Contrôle des prix : une politique qui se retourne contre lui
Au niveau national, le contrôle des prix imposé par l’État est un facteur majeur de crise. Bien que présentée comme une mesure de protection des patients, cette politique a anéanti à la fois les producteurs et les consommateurs. Heydar Mohammadi, ancien directeur de l’Organisation des Nations Unies pour l’alimentation et l’agriculture (FAO), souligne que la tentative du gouvernement de plafonner les prix des médicaments a affaibli le rôle des assurances et contraint les entreprises à interrompre la production de médicaments hospitaliers essentiels en raison de retards de retour sur investissement d’un an.

Les experts affirment que limiter les hausses de prix à 15 % dans une économie où l’inflation atteint 40 % détruit le marché et pousse les producteurs à la fermeture. Avec des marges bénéficiaires réduites à peine à 3,9 %, l’innovation, la recherche et le développement sont mis à l’écart, laissant le secteur technologiquement stagnant par rapport aux entreprises européennes qui réinvestissent leurs profits élevés dans la modernisation.

Crise de trésorerie et retards de paiement
Les pénuries de liquidités ont enfermé le secteur dans un cercle vicieux. Mehdi Pirsalehi, directeur de l’FAO, souligne que les dettes impayées massives des institutions gouvernementales ont paralysé la production, rendant les devises allouées inutilisables. Avec des cycles opérationnels dépassant 400 jours et des coûts de financement supérieurs à 38 %, les entreprises sont contraintes de contracter des prêts à taux d’intérêt élevés, réduisant à néant les marges bénéficiaires supposées de 25 % de l’État.

Par ailleurs, Mohammad Abbedehzadeh, président du Syndicat des industries pharmaceutiques humaines, souligne que les demandes de remboursement des laboratoires pharmaceutiques, souvent retardées de plus de deux ans, font rarement la une des journaux, contrairement aux dettes des producteurs de blé, ce qui met en évidence le manque de priorité accordée par le régime aux médicaments en tant que produit stratégique.

Défaillances de l’assurance et subventions faussées
La faiblesse de l’assurance fragilise encore davantage le secteur.
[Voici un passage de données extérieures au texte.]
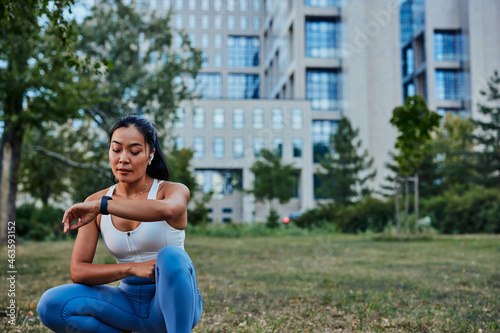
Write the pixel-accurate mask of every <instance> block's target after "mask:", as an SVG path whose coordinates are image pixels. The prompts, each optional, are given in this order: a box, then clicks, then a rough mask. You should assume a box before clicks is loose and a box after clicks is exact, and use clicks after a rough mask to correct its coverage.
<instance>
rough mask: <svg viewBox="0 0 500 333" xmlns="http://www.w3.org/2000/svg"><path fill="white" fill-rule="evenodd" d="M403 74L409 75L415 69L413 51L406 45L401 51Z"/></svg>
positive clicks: (414, 53) (414, 69) (410, 48)
mask: <svg viewBox="0 0 500 333" xmlns="http://www.w3.org/2000/svg"><path fill="white" fill-rule="evenodd" d="M403 57H404V58H403V74H404V75H410V74H413V72H414V71H415V53H414V52H413V48H411V47H408V48H406V49H405V50H404V51H403Z"/></svg>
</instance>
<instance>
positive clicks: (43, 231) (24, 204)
mask: <svg viewBox="0 0 500 333" xmlns="http://www.w3.org/2000/svg"><path fill="white" fill-rule="evenodd" d="M63 215H64V210H62V209H59V208H55V207H53V206H50V205H46V206H43V207H40V208H39V207H35V205H34V204H33V203H24V204H22V205H21V206H19V207H18V208H17V210H16V216H17V217H16V232H17V235H18V236H19V237H21V238H24V239H29V240H37V241H40V240H48V239H51V240H53V239H65V238H67V236H66V235H65V234H64V232H63V227H62V223H61V221H62V217H63Z"/></svg>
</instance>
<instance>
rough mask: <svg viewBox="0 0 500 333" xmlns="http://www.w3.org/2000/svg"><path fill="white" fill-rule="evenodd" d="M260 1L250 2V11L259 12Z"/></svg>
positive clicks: (253, 0) (258, 0)
mask: <svg viewBox="0 0 500 333" xmlns="http://www.w3.org/2000/svg"><path fill="white" fill-rule="evenodd" d="M260 1H261V0H252V10H253V11H254V12H260Z"/></svg>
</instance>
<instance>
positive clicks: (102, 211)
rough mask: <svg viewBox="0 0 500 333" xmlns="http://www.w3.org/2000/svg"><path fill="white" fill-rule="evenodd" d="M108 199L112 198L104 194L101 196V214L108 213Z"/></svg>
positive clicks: (104, 214)
mask: <svg viewBox="0 0 500 333" xmlns="http://www.w3.org/2000/svg"><path fill="white" fill-rule="evenodd" d="M108 200H113V198H111V197H109V196H107V195H105V196H103V197H102V198H101V214H102V215H109V213H108Z"/></svg>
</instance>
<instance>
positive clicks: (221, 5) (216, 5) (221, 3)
mask: <svg viewBox="0 0 500 333" xmlns="http://www.w3.org/2000/svg"><path fill="white" fill-rule="evenodd" d="M214 10H215V11H221V10H222V0H214Z"/></svg>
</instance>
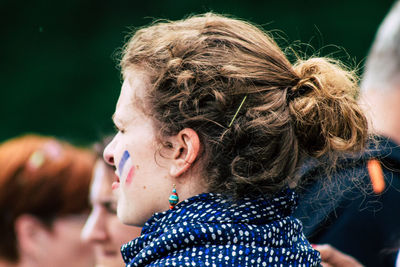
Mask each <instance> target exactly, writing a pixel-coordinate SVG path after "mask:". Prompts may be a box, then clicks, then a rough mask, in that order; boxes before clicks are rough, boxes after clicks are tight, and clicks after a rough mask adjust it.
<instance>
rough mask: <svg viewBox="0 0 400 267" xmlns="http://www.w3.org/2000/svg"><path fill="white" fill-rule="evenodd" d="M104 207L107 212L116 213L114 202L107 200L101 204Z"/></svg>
mask: <svg viewBox="0 0 400 267" xmlns="http://www.w3.org/2000/svg"><path fill="white" fill-rule="evenodd" d="M103 205H104V207H105V208H106V210H107V212H109V213H111V214H117V211H116V208H115V207H114V204H113V203H111V202H107V203H104V204H103Z"/></svg>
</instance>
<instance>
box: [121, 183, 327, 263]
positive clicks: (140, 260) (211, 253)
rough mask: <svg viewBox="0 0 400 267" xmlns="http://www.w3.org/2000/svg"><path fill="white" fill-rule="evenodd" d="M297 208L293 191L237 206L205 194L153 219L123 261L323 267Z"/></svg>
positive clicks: (187, 199)
mask: <svg viewBox="0 0 400 267" xmlns="http://www.w3.org/2000/svg"><path fill="white" fill-rule="evenodd" d="M295 204H296V199H295V194H294V192H293V191H291V190H289V189H285V190H283V191H282V192H280V193H278V194H276V195H275V196H274V197H272V198H264V197H258V198H245V199H243V200H241V201H238V202H235V203H232V202H231V201H229V200H228V199H226V198H224V197H223V196H222V195H218V194H212V193H208V194H201V195H198V196H195V197H192V198H190V199H187V200H185V201H182V202H181V203H179V204H178V205H177V206H176V207H175V208H174V209H173V210H168V211H166V212H163V213H157V214H154V216H153V217H152V218H151V219H150V220H149V221H148V222H147V223H146V225H145V226H144V228H143V230H142V236H140V237H138V238H136V239H134V240H132V241H131V242H129V243H127V244H125V245H123V246H122V248H121V250H122V256H123V259H124V261H125V263H126V264H127V265H126V266H129V267H130V266H319V263H320V256H319V253H318V252H317V251H315V250H314V249H313V248H312V247H311V246H310V244H309V243H308V241H307V240H306V238H305V237H304V235H303V233H302V226H301V223H300V221H299V220H297V219H295V218H293V217H291V216H290V215H291V214H292V212H293V208H294V207H295Z"/></svg>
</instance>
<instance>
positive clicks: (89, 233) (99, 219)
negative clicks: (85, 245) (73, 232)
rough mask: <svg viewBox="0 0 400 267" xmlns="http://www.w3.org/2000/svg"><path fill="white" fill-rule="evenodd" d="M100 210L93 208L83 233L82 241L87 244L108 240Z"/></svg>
mask: <svg viewBox="0 0 400 267" xmlns="http://www.w3.org/2000/svg"><path fill="white" fill-rule="evenodd" d="M101 213H102V211H101V210H100V208H93V209H92V212H91V213H90V216H89V218H88V219H87V221H86V223H85V226H84V227H83V229H82V232H81V239H82V241H83V242H85V243H98V242H104V241H106V240H107V230H106V227H105V225H104V220H105V219H106V218H102V216H101Z"/></svg>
Mohammadi affirme qu’une assurance solide pourrait stabiliser le système, mais les agences manquent de financement de la part de l’Organisation de la planification et du budget. L’Organisation de la sécurité sociale détourne les primes d’assurance maladie vers les retraites au lieu des soins de santé, ce qui entraîne des retards de paiement de six mois pour les pharmacies.

Plutôt que de renforcer l’assurance, le régime recourt à des subventions indirectes, ce qui favorise la contrebande de médicaments vers les pays voisins, épuise les réserves nationales et aggrave la corruption.

Instabilité managériale et conflits d’autorité
Les fréquents changements de direction ont exacerbé la crise. En seulement huit ans, certains départements ont connu cinq changements de directeurs, anéantissant la stabilité institutionnelle. L’Organisation des Nations Unies pour l’alimentation et l’agriculture (FAO) ne contrôle que 30 à 35 % du processus décisionnel, tandis que les pouvoirs clés restent fragmentés entre la Banque centrale, le Parlement et d’autres agences, ce qui rend la responsabilité dispersée et inefficace.

Le contraste avec les pays voisins souligne la gravité de l’échec. La Turquie dépense 10,3 milliards de dollars par an en produits pharmaceutiques, contre 5 milliards pour l’Iran. Sans soutien à la production nationale, prévient Pirsalehi, les importations deviendront exponentiellement plus coûteuses. Avec des taux d’amortissement élevés et l’absence d’investissements annuels d’au moins 200 millions de dollars, l’industrie pharmaceutique iranienne est en déclin rapide.

Une défaite stratégique
Le déclin de l’industrie pharmaceutique iranienne n’est pas seulement un problème économique : c’est un échec stratégique de la gouvernance sous le joug d’un pouvoir clérical absolu. Ce qui devrait être un pilier de la sécurité sanitaire nationale est devenu le symbole d’une corruption systémique, de politiques malavisées et de priorités mal placées.

Les patients sont confrontés à des pénuries, les producteurs à la faillite et la confiance du public s’érode envers un régime qui traite la médecine comme une simple marchandise, tout en sacrifiant la santé publique pour maintenir son emprise au pouvoir.